History

The TU Delft campus boasts a wide range of buildings and open spaces. These are the result of continuous development from the first lectures to just 48 students in the building at Oude Delft 95 in 1843.

The first decades saw the purchase of existing buildings and extensions being added to them. From 1894 onwards, various new buildings were constructed at the south-eastern edge of the city centre and the nearby Wippolder for the Polytechnic School as it was then. Most of the buildings dating from the period up to the Second World War have been sold off, including to the DUWO student housing organisation.

The Botanical Garden and the Red Chemistry building where the Faculty of Architecture and the Built Environment is now housed are examples of pre-war premises and terrains still owned by TU Delft.

After the Second World War, the adjoining area in the Zuidpolder was developed from scratch becoming the TH wijk (TH area).

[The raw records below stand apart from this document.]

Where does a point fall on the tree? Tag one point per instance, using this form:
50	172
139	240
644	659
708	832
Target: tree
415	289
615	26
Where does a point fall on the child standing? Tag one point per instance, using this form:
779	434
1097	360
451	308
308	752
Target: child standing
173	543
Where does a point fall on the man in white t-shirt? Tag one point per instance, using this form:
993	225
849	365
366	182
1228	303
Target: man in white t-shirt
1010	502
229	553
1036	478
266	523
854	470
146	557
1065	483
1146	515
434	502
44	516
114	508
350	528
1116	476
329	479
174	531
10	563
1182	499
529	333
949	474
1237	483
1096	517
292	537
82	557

Around 1960, the campus was further extended to the present TU Delft South site where the reactor building and the Faculty of Aerospace Engineering building were opened in 1963.

The central government owned all university buildings up to 1995 when it transferred ownership of all the real estate to the universities. From that time on, universities have themselves been responsible for developing campuses and for real estate.

Since then, the dynamics at TU Delft have led to the sale and demolition, modification and conversion of many buildings and sites developed for the university. TU Delft has also constructed several new buildings since 1995. Many architects have designed buildings and spaces on campus commissioned by both central government and TU Delft.